By James Bovard
Author of “Attention Deficit Democracy”
The Ninth U.S. Circuit Court of Appeals ruled that the U.S. Department of Agriculture taking 47% of a farmer’s harvest does not violate the Fifth Amendment’s takings clause as long as the government aims to drive up crop prices. The May 9 decision was the latest absurdity in a decade-long legal battle pitting California raisin growers Marvin and Lena Horne against the USDA’s outmoded raisin regulatory regime.
Under current law, the 1930s-era federally authorized Raisin Administrative Committee can commandeer up to half of a farmer’s harvest as a “reserve”—to purportedly stabilize markets and prevent gluts. The Hornes were fined almost $700,000 for refusing to surrender control of 47% of their 2002 harvest to the government committee and 30% of the harvest the following year.
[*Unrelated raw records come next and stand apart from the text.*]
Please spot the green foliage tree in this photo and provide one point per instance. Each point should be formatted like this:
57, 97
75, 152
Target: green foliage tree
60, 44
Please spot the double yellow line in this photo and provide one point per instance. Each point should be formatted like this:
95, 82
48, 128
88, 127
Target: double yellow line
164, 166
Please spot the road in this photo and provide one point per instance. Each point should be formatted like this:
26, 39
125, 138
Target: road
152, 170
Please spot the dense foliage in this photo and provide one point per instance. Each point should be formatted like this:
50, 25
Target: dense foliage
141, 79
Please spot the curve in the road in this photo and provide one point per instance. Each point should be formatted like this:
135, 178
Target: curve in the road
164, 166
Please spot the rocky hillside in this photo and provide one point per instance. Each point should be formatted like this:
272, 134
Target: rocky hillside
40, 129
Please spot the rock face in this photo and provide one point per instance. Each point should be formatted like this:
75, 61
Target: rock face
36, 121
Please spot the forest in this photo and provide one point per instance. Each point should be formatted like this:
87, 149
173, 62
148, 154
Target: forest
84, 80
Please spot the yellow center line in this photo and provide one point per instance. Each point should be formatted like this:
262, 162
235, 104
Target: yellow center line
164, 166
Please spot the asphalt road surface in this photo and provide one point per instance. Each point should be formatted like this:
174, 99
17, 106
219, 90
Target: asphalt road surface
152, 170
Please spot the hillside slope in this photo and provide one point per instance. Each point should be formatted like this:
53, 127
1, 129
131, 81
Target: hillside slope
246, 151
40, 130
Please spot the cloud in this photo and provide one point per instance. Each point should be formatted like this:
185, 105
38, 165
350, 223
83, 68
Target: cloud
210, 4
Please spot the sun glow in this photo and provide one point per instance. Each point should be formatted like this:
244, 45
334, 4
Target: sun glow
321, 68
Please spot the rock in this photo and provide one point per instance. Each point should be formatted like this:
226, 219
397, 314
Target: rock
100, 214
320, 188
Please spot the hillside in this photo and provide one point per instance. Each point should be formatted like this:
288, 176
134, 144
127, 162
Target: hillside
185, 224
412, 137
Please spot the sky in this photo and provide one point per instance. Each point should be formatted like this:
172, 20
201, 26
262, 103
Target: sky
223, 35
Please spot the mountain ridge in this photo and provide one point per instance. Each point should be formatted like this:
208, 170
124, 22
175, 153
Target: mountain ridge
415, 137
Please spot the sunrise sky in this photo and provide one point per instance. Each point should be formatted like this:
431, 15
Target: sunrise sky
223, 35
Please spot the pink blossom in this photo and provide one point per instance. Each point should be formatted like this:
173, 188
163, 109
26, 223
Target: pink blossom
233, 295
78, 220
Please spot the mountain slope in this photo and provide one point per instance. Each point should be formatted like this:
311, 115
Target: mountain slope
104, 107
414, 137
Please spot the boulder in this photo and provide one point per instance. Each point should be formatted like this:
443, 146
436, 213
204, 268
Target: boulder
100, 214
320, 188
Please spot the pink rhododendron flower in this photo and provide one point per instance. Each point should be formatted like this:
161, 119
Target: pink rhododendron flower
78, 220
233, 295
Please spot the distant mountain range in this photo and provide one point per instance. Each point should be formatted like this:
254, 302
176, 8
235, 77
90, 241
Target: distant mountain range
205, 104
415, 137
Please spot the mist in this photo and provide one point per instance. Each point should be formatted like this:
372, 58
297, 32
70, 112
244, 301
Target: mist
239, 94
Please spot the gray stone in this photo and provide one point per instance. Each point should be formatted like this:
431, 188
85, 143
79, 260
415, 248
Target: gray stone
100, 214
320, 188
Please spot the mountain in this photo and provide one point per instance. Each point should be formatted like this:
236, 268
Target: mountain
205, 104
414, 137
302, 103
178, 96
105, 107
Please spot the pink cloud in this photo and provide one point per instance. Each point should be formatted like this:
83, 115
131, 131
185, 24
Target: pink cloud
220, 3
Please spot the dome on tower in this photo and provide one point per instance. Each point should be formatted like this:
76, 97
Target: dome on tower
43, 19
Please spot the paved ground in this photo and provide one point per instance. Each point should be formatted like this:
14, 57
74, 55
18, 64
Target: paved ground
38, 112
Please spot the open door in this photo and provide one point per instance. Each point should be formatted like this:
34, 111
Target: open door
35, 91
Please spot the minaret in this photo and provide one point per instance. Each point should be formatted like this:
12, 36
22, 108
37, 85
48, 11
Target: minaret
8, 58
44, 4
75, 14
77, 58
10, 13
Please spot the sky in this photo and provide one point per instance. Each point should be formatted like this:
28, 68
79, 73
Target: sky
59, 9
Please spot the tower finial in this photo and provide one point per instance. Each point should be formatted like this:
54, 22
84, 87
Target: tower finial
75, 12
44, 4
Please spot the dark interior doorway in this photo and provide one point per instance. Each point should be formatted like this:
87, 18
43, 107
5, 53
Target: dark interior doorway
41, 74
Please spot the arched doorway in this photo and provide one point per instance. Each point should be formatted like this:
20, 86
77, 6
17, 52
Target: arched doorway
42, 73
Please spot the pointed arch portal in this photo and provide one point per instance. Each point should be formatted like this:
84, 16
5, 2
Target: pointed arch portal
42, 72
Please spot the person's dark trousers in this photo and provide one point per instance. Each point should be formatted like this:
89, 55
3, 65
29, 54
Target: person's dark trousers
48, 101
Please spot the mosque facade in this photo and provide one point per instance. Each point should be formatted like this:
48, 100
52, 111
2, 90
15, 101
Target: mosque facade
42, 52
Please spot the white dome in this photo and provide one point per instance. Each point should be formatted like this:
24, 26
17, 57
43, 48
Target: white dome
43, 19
After judges declared that the Hornes could not sue in federal court for unjust takings—i.e., government confiscation without just compensation—the case landed in the Supreme Court.
Last June the Supreme Court unanimously ruled that California raisin growers have standing to file a takings claim in federal court. Even liberal justices were amazed at the heavy-handed, archaic nature of the regulatory regime. During oral arguments, Justice Stephen Breyer declared: “I can’t believe that Congress wanted the taxpayers to pay for a program that’s going to mean they have to pay higher prices as consumers.” Justice Elena Kagan suggested that the statute authorizing the raisin cartel could be “the world’s most outdated law.”
Writing as if they were inspired by Justice Kagan’s quip, the Ninth Circuit panel reached back a hundred years to justify perpetuating federal control of the raisin business. The decision declared, “Raisin prices rose rapidly between 1914 and 1920, peaking in 1921 at $235 per ton.
This surge in prices spurred increased production, which in turn caused prices to plummet back down to between $40 and $60 per ton.” Crop prices skyrocketed during those years in large part because the World War I-era U.S. Food Administration cornered markets and vastly inflated demand by providing cheap credit to European allies to purchase boatloads of harvests. Federal intervention spurred a boom and bust that ravaged American farmers in the early 1920s.
The Agricultural Marketing Agreement Act of 1937 authorized the secretary of Agriculture to appoint farmer-dominated committees to control production. The subsequent crop marketing orders were based on the New Deal philosophy of “managed abundance”—prosperity through “universal monopoly and universal scarcity.” The Ninth Circuit decision quotes a 1943 Supreme Court ruling justifying regimenting raisin farmers because the industry became “compelled to sell at less than parity prices.”
But the parity index was concocted by government agricultural economists in the 1920s to justify federal aid to farmers. “Parity” was based on a set ratio of farm prices to nonfarm prices, in correlation with the ratio that prevailed in 1910-14, a boom time for farmers. Because production costs for both farm and nonfarm goods radically changed, it never made any economic sense to rely on “parity” but it was a popular political ploy.
The Ninth Circuit judges’ curiosity seemingly never extended beyond reading USDA press releases. Their decision this month declared that “the Marketing Order ensures ‘orderly’ market conditions by regulating raisin supply.” But the raisin committee’s sweeping powers have failed to prevent vast swings in prices farmers receive. Many California farmers have shifted their land to other crops; the acreage devoted to raisin production has plunged since 2000. The Ninth Circuit effectively declared that a taking is not a taking if the government intends to benefit the victim, regardless of how much damage the government inflicts.
The judges played down the Hornes’ losses because they only involved “personal property”—not “real property” such as land. This is a slippery distinction that at least one other federal appeals court has utterly rejected. The decision stressed that the “Hornes did not lose all economically valuable use of their personal property,” presumably since the feds did not take all their raisins.
The judges noted that “the Hornes can avoid the reserve requirement . . . by planting different crops” not subject to federally authorized commandeering. Supreme Court Justice Antonin Scalia captured the reality far better when he said in oral arguments in March 2013 that the USDA in effect offers farmers a choice: “Your raisins or your life.”
The Ninth Circuit decision illustrates how judicial docility and economic illiteracy can vest boundless power in bureaucracies. The Hornes will likely appeal to the Supreme Court. This could potentially result in a landmark takings ruling that finally torpedoes the raisin regime and numerous other USDA cartels.